Written by James Washington
Welcome to the United States of America, a land based on supply and demand.
It seems, however, that while consumer demands are met, the necessities of the workers are overlooked.
The prices of services and goods continue to rise, yet the hands that make these products are paid in scraps.
In 1968 the minimum wage was raised to $1.60. Over 50 years later, the minimum wage has only been raised $5.65. In fact, after inflation adjustments, the minimum wage of 1968 would be close to $10.30 today.
Perhaps we can try to come close.
During his State of the Union address on Feb. 12, President Obama proposed raising the minimum wage to $9 an hour. He stated that the government should “tie the minimum wage to the cost of living so that it finally becomes a wage (the people can) live on.”
Today, a full-time employee making minimum wage in the United States brings home an average of $14,500 a year. This figure barely puts that employee over the poverty line of $11,490.
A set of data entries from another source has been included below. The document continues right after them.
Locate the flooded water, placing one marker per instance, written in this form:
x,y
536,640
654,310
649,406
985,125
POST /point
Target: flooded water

Nearly 53 percent of college graduates are either unemployed or working a job that does not require a college degree. In other words, after all their hard work, college graduates are left with one of two options. They can either luck up and find a job in their field or settle for a job that has nothing to do with their major and accept pennies on the dollar in relation to what was paid to obtain a degree.
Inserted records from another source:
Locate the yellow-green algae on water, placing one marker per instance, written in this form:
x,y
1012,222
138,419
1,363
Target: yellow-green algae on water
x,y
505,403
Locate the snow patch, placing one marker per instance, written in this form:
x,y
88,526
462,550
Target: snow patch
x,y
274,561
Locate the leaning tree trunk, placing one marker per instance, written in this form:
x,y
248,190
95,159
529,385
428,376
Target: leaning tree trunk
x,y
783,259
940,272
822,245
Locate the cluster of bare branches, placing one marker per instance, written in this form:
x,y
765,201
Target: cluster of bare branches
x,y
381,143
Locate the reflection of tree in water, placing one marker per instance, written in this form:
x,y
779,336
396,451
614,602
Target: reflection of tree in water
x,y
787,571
This situation poses a problem.
According to Forbes.com, the average college student leaves their university with over $27,000 in debt. How can a college graduate ever be expected to pay off student loans working at McDonald’s?
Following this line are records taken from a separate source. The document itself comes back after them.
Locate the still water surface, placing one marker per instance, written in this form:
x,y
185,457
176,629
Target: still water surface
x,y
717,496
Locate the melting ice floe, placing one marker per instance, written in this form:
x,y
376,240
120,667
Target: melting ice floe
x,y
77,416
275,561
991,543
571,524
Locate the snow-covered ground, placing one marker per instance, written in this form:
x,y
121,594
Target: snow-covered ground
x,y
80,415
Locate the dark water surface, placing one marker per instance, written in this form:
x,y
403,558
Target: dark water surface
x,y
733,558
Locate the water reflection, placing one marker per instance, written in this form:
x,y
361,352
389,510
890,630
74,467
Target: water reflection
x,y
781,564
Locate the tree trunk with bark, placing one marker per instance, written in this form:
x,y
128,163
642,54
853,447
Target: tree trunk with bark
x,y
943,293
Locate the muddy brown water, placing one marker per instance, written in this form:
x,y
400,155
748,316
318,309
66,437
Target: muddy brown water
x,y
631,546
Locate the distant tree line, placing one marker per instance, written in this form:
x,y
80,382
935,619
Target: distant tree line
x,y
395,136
It is not their fault that the work is not available. Without an increase in job availability, an increase in minimum wage is the least that can be done.
Many people choose not to work and live off the government. Their reasons may never be known. What is known, however, is that $7.25 is a slap in the face of hard workers. Also, raising minimum wage would eventually lead to more Americans being self-sufficient. In other words, there would be less Americans on welfare, food stamps, or in need of other government aid.
Everyone should be able to support themselves. The government’s help should be a last resort. The cost of living is constantly rising. Just keep in mind that $7.25 makes jumping to that last resort feel much more plausible.